Dopo il semi-fallimento del social network innovativo Google Wave, che ho avuto modo di testare e che è esageratamente pesante e disordinato, Google ha lanciato il più minimalista Buzz.

Si tratta di un sistema, integrato in Gmail, per pubblicare messaggi di stato (testo, video, immagini...) visibili dagli amici, dove gli amici sono i propri contatti Gmail che hanno un account Google. Il tutto è estremamente semplice da gestire, anche per quanto riguarda i livelli di privacy.

È possibile far aggiornare automaticamente il proprio stato anche da servizi esterni, come Twitter, YouTube, Picasa, Blogger e siti con Google Friend Connect, il tutto in maniera molto intuitiva.
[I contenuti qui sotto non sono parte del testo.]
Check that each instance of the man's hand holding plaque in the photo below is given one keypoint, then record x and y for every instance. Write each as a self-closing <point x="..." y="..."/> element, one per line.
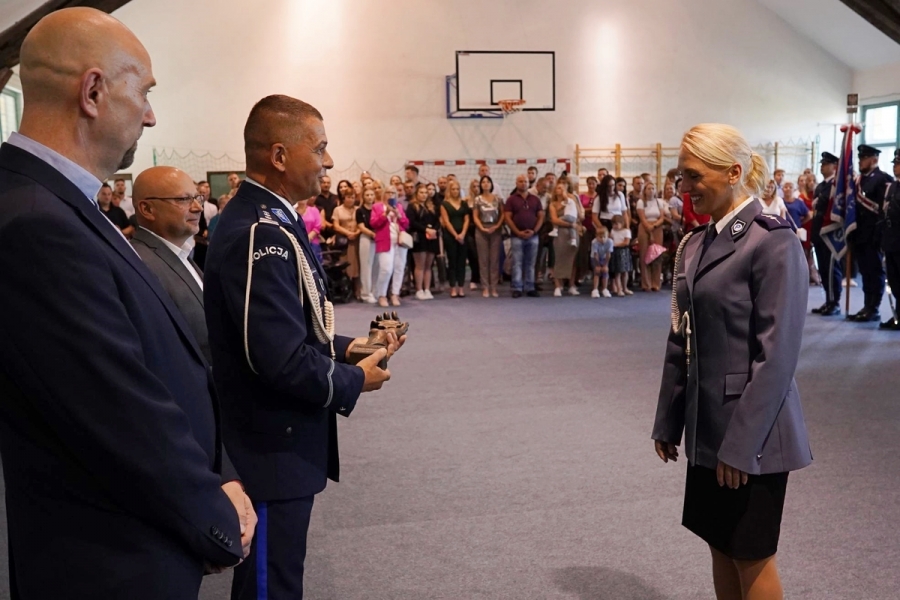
<point x="386" y="335"/>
Non si tratta di nulla di innovativo, e sul web c'è da tempo FriendFeed, acquistato da Facebook, che ha circa la stessa funzione. Ma Gmail ha dalla sua l'essere molto più ordinato e l'integrazione con Gmail (e relativa enorme base utenti).

Se migliorano il già esistente Google Profiles, ne potrà venir fuori qualcosa di molto pratico e ordinato, caratteristiche molto rare nei sistemi di questo genere.

Google, comunque, non è nuova ai social network. A gennaio 2004 (un mese prima di Facebook) lanciò il suo network Orkut, il quale, per qualche strano caso, ha avuto un successo enorme in Brasile e praticamente nullo in Nordamerica ed Europa.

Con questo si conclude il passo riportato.